CO2 emissions have increased since 2011 despite Germany’s $140 billion green energy plan
Carbon dioxide levels in Germany have been increasing in the last three years despite the government spending nearly $140 billion (100 billion euros) on a green energy since 2005.
The German newspaper Die Zeit writes that Germany won’t be able to meet its emissions reduction target of 40 percent below 1990 levels by 2020. Currently, the country has only reduced emissions 23.8 percent below 1990 levels.
The “German government wanted to decrease the emissions of CO2 — also through the transition to renewable energy,” writes Die Zeit. “However our chart shows the opposite is the case. Greenhouse gas emissions have been increasing for three years in Germany, 1.2 percent for last year.”
In 2009, Germany emitted 913 million metric tons of carbon dioxide, mainly due to a lagging economy from the global financial crisis. Last year, the country emitted 951 million metric tons of carbon dioxide despite spending about $138 billion to go green in the last decade.
What’s causing the rise in carbon dioxide emissions? Coal power, according to Die Zeit. The newspaper writes that “CO2 emissions continue to rise as more and more coal and lignite power stations” are brought online and natural gas plants remain uneconomical to operate.
German power prices have been driven to three times what they are in the U.S. and 50 percent higher than the rest of Europe because of green energy tariffs. In order to meet its emission reduction targets, Germany has been taxing businesses and households to subsidize green energy sources, like wind and solar.

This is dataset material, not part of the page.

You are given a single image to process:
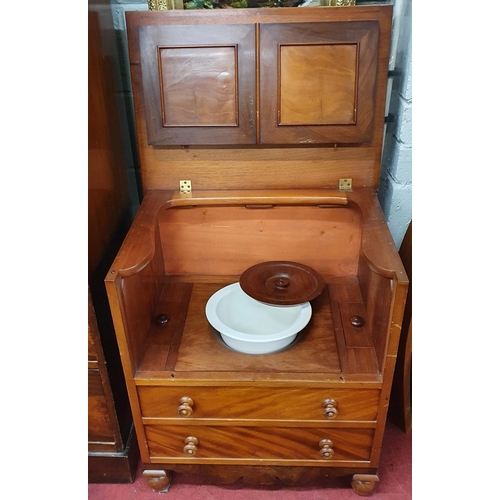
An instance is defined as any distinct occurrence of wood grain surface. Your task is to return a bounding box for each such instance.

But the tax to fund green energy has been increasing rapidly, more than fivefold since 2009 — costing Germans $26 billion last year alone. German industries have also been hit hard with rising power costs and are pushing for reform.
The German government is now looking to reform the green energy law that has caused energy prices to spike. The German cabinet approved amendments to the country’s green law on Tuesday that would contain rising energy costs, reports the Wall Street Journal.
But energy analysts are wary that the amendments don’t go far enough to curb rising energy costs. The reform would still exempt many of the same energy-intensive industries from green taxes as it did before, meaning German households would still bear most of the cost of going green.
“Germany says the exemptions are crucial to keeping its energy-intensive industries competitive, but Brussels fears that too many businesses might have benefited from what it considers state aid,” the WSJ reports. “While the exemptions originally focused on such sectors as steel and machinery engineering, they were later expanded to include less obvious beneficiaries, such as railway operators.”
Germany’s energy and economics minister Sigmar Gabriel said the number of exempted companies was reduce to from 2,000 to about 1,600, and that companies that previously benefited from exemptions have to pay 20 percent of the green tax going forward.